Instructor: Dr. Peter Cockett


Office: Togo Salmon Hall 404

Phone: 905-525-9140 x 27662

Office Hours: by appointment

Course Objectives:

The course will develop a complex understanding of the actor’s role as creative agent in the performance of scripted text. Students will be given the analytical and pragmatic skills that enable the actor to create significant perspectives on scripted dramatic action. The process will alert students to the political and cultural implications of the actor’s processes when working with script and the responsibilities they entail. The course will foster a critical understanding of the topic and the ability to articulate that understanding in writing. By the end of the course, there will be a noticeable improvement in the students’ control over the meaning-making processes of acting.

Textbooks, Materials & Fees:

Required Texts:

Barry Pineo, Acting that Matters (used copies available in Titles)

2AA3: Custom Courseware available in Titles


Other Recommended Texts:

Rodenburg, Patsy. The Actor Speaks

Bruder, Melissa, et al. A Practical Handbook for the Actor

Method of Assessment:

Method of Evaluation

Journal                                             Pass/fail

Silent Scene                                     5%

First Scene Study                             20% Graded before March 15th

Written Analysis                                10%

Second Scene Study                        25%

Final Paper                                       25% Due April 9th

Collaboration                                    15%



Each student must keep an on-line journal over the course of this class. Your journal is a place for personal reflection on your process as you come to terms with the complex relationships between your own identity, the process of performing characters, and the ways this process reflects and challenges the norms that structure contemporary social relationships. You will be asked to post your thoughts on a variety of topics over the course of the term and you should use the journal as a private space in which you articulate your own struggles with the creative process and your developing understanding of its significance. Once completed it will provide an account of your intellectual and emotional engagement with the class process to which you can refer in your analytical paper and take-home exam. Students will receive no direct grade for the journal but the level of their engagement in their journals will contribute to their Participation grade, their Written Analysis and their Final Paper.

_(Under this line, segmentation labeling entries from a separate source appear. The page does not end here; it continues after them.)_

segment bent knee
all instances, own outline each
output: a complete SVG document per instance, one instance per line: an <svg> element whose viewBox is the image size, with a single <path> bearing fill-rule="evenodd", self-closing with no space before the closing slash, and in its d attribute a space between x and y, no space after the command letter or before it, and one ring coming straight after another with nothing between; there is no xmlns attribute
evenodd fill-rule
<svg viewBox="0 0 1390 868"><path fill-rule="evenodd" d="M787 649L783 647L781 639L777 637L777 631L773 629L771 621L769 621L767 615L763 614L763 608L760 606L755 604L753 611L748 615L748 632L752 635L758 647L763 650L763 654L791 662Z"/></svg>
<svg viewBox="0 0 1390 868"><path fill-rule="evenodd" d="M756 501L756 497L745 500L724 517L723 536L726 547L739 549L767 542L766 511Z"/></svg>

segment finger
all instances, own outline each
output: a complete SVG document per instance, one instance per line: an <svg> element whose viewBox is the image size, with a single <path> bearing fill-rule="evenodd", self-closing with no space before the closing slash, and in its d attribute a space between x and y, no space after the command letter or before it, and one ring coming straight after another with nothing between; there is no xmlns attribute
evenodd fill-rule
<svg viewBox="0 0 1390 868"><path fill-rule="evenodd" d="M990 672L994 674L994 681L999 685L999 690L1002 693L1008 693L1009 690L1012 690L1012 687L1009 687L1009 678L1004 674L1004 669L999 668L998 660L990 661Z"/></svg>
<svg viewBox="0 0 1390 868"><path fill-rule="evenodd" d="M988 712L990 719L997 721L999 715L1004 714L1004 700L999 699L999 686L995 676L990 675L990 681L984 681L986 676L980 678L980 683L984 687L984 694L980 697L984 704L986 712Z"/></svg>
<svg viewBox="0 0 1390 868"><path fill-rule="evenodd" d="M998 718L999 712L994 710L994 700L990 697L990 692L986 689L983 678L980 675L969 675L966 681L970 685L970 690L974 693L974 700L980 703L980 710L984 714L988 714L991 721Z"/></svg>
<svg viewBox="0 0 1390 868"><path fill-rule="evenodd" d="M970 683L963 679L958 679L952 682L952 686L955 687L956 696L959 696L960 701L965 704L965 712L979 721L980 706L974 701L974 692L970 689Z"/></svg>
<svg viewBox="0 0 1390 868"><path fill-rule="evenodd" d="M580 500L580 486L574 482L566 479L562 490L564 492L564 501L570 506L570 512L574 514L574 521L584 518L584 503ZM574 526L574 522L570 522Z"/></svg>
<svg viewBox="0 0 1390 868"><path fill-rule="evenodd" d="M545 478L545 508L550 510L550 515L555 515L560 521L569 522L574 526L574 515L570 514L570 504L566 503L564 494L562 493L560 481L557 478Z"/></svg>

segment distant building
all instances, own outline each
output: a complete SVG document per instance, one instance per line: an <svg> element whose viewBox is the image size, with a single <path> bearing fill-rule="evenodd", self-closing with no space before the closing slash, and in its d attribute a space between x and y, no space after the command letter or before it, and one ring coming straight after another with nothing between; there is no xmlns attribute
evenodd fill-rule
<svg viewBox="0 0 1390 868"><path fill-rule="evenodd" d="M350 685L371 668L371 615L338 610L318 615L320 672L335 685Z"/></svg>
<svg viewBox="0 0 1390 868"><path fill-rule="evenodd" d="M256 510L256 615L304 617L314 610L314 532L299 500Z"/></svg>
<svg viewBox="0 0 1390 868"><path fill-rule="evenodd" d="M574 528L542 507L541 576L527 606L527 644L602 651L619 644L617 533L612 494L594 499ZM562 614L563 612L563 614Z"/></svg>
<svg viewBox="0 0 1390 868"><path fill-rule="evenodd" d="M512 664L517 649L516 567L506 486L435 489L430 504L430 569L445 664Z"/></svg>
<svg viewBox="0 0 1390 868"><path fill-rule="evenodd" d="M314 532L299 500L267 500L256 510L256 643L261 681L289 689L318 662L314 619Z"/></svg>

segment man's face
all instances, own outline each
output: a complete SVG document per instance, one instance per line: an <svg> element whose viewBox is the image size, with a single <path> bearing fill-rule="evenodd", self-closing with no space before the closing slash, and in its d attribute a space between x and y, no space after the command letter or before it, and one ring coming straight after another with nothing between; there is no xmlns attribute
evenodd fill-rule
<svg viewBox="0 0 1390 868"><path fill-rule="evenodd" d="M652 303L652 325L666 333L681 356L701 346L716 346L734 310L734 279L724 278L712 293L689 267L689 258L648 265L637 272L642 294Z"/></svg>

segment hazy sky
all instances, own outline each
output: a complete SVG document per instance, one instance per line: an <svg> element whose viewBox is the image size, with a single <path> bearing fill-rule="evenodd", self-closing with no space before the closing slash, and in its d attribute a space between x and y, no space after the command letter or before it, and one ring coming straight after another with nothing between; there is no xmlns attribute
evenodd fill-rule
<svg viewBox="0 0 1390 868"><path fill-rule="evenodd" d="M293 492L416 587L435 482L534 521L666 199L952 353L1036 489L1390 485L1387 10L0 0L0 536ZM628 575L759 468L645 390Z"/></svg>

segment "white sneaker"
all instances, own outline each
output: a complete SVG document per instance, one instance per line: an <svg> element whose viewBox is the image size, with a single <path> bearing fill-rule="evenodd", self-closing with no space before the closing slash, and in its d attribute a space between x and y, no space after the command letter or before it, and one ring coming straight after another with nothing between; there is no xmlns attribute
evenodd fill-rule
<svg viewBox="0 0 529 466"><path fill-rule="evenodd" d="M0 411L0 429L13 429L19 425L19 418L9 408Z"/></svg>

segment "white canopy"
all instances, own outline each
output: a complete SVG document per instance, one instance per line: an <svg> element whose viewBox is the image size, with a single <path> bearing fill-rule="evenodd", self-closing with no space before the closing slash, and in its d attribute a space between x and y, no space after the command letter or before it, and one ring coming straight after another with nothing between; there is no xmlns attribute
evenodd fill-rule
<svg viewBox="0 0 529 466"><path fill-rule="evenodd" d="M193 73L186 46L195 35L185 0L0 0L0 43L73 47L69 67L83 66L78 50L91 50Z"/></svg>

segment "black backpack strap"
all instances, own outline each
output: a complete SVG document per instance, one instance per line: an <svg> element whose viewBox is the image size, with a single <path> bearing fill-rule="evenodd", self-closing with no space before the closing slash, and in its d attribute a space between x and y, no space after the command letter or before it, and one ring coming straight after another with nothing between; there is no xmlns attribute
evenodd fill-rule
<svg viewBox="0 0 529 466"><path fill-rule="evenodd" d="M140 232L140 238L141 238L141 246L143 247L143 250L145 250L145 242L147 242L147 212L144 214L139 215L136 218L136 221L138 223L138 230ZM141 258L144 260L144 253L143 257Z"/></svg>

The should be kept in a word processing file and regularly posted to the assigned drop-box on Avenue.


Silent Scene

Applying techniques learnt in class exercises, each student will produce a short naturalistic silent performance that engages the audience with a dilemma and shows the student’s mastery of basic acting techniques.


First Scene Study

Students will be assigned short scenes and will present them to the class. The scripts are very basic and students will apply techniques learnt in class to create compelling performances that engage the audience with the social dynamics of the conflict between the characters. Students will be assessed on the complexity of their performances, the specificity of the action in the scene, and their awareness of the social significance of that action.


SS1 Written Analysis

Topic: Using the First Scene Study as the principle reference point define your understanding of the relationship between actors’ own identities and the characters and actions they perform. What can this tell us about the social function of acting? You should refer to your journal entries, your performances and to the assigned course readings. 3 pages.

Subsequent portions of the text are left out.